Na etapa seguinte, entra em cena a Semeia Cerrado, liderada por Alba Cordeiro, que transforma essas sementes em áreas restauradas usando a técnica de muvuca de sementes — um método que mistura sementes de dezenas de espécies nativas para recuperar áreas de forma mais eficiente e barata do que o plantio de mudas. A organização já ajudou a restaurar mais de 900 hectares de Cerrado.

“A restauração cria um escudo verde de produtividade dentro da fazenda. Segura água no solo, protege nascentes, atrai polinizadores e diminui perdas em períodos de seca. Também melhora o acesso a crédito rural verde e abre portas para o mercado de carbono. É um jeito de aumentar a segurança produtiva hoje e preparar a fazenda para novas oportunidades de mercado amanhã”, explica Alba.

Cerrado na pauta global

Em Brasília, o Instituto Sociedade, População e Natureza (ISPN) lançou a série documental Cerrado, Coração das Águas para marcar o Dia Nacional do Cerrado e pressionar por mais atenção ao bioma na agenda climática. Os filmes mostram como o Cerrado conecta os principais rios brasileiros e sustenta modos de vida tradicionais.

Coordenadora do Programa Cerrado no ISPN, Isabel Figueiredo resume a urgência. “Nosso maior desafio é falar do Cerrado em uma COP que tem sido chamada de ‘a COP da Amazônia’. Mas é exatamente isso que queremos colocar em pauta: sem o Cerrado não há Amazônia, não há segurança hídrica nem energética no Brasil. Se o país quer realmente cumprir suas metas de redução de emissões, precisa incluir o Cerrado nesse debate e garantir que ele seja protagonista nas negociações”, afirma.
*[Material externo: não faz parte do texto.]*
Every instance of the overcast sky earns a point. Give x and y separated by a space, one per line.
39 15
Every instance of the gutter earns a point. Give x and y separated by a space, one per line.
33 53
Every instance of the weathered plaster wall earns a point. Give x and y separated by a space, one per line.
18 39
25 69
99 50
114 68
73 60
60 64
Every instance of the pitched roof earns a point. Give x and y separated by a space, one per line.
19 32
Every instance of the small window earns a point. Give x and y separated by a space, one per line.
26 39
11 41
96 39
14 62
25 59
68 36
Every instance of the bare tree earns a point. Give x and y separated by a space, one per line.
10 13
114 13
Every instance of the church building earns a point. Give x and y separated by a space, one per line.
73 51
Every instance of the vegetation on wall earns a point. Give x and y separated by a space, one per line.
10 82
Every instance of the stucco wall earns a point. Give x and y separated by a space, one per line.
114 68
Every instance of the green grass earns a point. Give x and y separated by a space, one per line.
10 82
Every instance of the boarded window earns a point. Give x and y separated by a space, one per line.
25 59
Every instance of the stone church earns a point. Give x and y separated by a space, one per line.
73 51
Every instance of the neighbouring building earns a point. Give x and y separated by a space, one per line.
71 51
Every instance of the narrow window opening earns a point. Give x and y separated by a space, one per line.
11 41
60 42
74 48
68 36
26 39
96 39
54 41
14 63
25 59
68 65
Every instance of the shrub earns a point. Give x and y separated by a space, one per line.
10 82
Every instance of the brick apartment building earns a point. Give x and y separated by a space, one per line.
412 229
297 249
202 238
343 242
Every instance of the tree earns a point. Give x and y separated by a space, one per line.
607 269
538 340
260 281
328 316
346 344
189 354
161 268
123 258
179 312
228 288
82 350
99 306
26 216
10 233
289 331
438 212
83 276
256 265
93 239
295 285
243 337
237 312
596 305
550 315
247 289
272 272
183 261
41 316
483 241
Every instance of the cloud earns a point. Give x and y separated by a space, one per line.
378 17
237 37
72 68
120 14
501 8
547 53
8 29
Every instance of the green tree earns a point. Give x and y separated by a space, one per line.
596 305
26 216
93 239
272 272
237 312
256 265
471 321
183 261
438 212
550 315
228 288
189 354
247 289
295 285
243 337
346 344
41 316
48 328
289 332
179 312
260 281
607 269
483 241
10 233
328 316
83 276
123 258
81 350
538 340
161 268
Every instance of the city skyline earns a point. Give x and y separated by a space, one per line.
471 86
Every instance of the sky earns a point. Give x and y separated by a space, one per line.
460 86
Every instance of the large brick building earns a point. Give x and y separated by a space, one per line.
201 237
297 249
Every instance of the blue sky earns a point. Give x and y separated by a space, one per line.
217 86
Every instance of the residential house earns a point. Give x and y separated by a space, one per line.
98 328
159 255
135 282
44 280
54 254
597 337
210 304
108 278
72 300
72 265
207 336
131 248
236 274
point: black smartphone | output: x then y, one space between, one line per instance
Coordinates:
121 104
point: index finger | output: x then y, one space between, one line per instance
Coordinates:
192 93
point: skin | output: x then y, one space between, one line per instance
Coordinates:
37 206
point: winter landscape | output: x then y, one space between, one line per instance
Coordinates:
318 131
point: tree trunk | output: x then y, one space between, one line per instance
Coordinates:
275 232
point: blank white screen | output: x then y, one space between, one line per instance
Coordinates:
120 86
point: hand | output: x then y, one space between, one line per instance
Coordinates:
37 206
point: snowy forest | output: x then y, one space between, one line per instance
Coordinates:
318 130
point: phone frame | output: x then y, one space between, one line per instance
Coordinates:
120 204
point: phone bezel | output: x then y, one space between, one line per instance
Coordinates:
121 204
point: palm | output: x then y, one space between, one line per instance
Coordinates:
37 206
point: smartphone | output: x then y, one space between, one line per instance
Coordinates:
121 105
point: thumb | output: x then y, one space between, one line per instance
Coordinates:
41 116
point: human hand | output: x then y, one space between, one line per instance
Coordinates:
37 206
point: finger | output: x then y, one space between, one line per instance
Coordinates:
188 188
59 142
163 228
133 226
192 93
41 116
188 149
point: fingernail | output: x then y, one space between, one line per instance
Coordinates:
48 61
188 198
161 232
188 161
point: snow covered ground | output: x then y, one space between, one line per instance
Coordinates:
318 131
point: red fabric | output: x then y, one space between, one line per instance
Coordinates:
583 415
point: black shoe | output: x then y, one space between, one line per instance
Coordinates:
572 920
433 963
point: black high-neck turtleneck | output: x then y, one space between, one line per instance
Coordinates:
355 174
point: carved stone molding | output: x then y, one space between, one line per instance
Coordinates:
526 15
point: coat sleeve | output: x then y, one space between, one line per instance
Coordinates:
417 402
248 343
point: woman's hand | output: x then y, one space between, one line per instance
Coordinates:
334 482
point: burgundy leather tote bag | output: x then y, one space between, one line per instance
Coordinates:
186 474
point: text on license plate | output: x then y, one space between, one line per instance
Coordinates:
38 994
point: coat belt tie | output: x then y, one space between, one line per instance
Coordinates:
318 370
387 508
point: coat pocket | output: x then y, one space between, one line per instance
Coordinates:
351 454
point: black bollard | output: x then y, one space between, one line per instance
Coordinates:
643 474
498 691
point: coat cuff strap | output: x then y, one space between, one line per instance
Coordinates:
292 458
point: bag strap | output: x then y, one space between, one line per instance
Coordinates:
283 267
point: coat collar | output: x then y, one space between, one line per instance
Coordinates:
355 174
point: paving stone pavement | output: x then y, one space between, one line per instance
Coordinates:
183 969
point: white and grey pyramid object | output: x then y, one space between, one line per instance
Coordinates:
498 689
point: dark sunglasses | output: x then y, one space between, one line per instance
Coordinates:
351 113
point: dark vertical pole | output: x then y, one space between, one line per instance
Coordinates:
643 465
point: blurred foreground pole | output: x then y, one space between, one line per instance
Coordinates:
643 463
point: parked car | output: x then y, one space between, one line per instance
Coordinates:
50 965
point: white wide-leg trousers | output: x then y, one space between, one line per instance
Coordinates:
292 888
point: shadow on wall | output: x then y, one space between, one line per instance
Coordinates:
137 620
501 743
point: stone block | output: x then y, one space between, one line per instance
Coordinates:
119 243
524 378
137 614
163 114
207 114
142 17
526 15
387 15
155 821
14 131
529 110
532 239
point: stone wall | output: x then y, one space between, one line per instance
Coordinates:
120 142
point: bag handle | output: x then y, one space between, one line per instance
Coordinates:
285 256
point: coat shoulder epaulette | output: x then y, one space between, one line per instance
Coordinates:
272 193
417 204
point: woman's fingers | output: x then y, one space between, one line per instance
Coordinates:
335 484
Isabel Figueiredo quer o Cerrado também como protagonista da COP — Foto: Fernando Tatagiba

A campanha segue até novembro, quando o Brasil sediará a COP30. O objetivo é dar visibilidade ao Cerrado em debates internacionais de clima e justiça socioambiental, incluindo o bioma como parte essencial da solução para o aquecimento global. “Buscamos mostrar que a importância do Cerrado para a agenda climática cresce a cada ano. Enquanto o desmatamento da Amazônia começa a ser controlado, o desmatamento no Cerrado não apresenta a mesma redução. Isso faz com que a contribuição do bioma para as emissões de gases de efeito estufa aumente proporcionalmente. Por isso, se o Brasil quer realmente cumprir suas metas de redução de emissões, é fundamental incluir o Cerrado nesse debate e assegurar que ele também seja protagonista nas negociações da COP”, ressalta Isabel.